What is the future of reproducibility in renku?

I just attended the launch of Renku 2.0 webinar, and I understand that there is no lineage tracking in Renku 2.0 at the moment, and it is unclear if there ever will be again. If this is true, how can we ensure reproducibility of workflows in the future? The SDSC github page still states that “Renku provides a platform and tools for reproducible and collaborative data analysis”, but my impression is that reproducibility has been sacrificed for more progress in collaboration and interlinking possibilities. I would find this tragic, as reproducibility has been the main distinctive feature of renku and renkulab compared to other platforms. Is there a place to collect some feedback from the user community about this decision? Or did I misunderstand?

Hi Stan, thanks for your feedback!

What we’ve come to realize some time back is that “reproducibility” comes in many forms and on many levels. After talking to many researchers over the years, it became clear that the biggest hurdle for working in a more reproducible and reusable way wasn’t lineage tracking, but instead access to all of the resources that are needed to carry out a project - data, code, and compute. Workflows and lineage only come into the picture after this is solved - and there are already many tools out there for creating workflows! Renku could not really compete with the feature set of those tools and it is quite difficult to use the Renku CLI for more complex projects.
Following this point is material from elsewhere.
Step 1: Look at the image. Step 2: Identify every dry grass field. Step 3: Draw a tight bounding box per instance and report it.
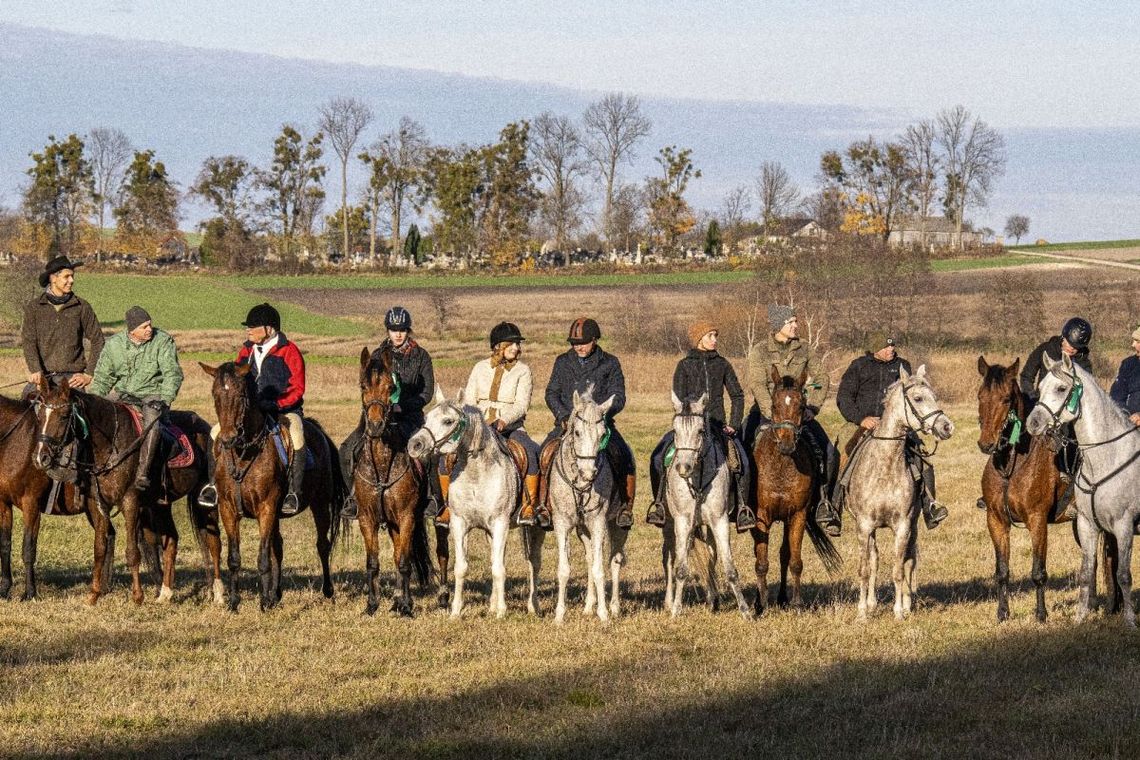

So what we’ve decided to focus on is the part that no one is actually solving very well right now, which is connecting the research ecosystem and providing bridges between different kinds of resources and infrastructures. We see it as giving way more freedom to researchers, because they are no longer tied to bringing data into git repositories (which is a very unnatural way to work with data) and Renku actually doesn’t force their hand as much in how they need to work. They are also free to choose where their code lives, which is quite important to a lot of people. By providing a simple way for them to connect up all the resources required for a project (including bespoke containerized compute environments), we are encouraging and enabling reproducibility because it means that it is simple for anyone to engage with the data, code, and results of a project in a repeatable way. If users want to track lineage or use a workflow tool inside their project they are still very much encouraged to do so - you can certainly keep using the Renku CLI in your projects if it meets your needs!

I hope that makes sense and I hope you’ll give Renku 2.0 a try - the experience is so much better than before!

1 Like

Thanks, @rrrrrok! I don’t see how disabling the possibility of bringing data into a project, and instead enabling soft links to data is improving reproducibility of research, but I guess I have to try it out and see. I would really like to see use examples of renku 2.0, including data sourcing, code development, intermediate data products, final data and graphical output, and archiving for later use and reproduction, including whatever workflow system can be usefully integrated.
On my side, some of us have invested a lot of time trying to use renku-python, papermill etc. for this purpose, as recommended in the renku 1 documentation, and I was hoping that renku 2.0 would expand on these possibilities, rather than dropping the development altogether. But you are right, there is no point re-inventing the wheel, so if there are existing ways of tracking the lineage, it would be really great to see some examples. Otherwise, we have to start from scratch. Hope that someone can point the readers of this topic to examples. Thanks in advance!

1 Like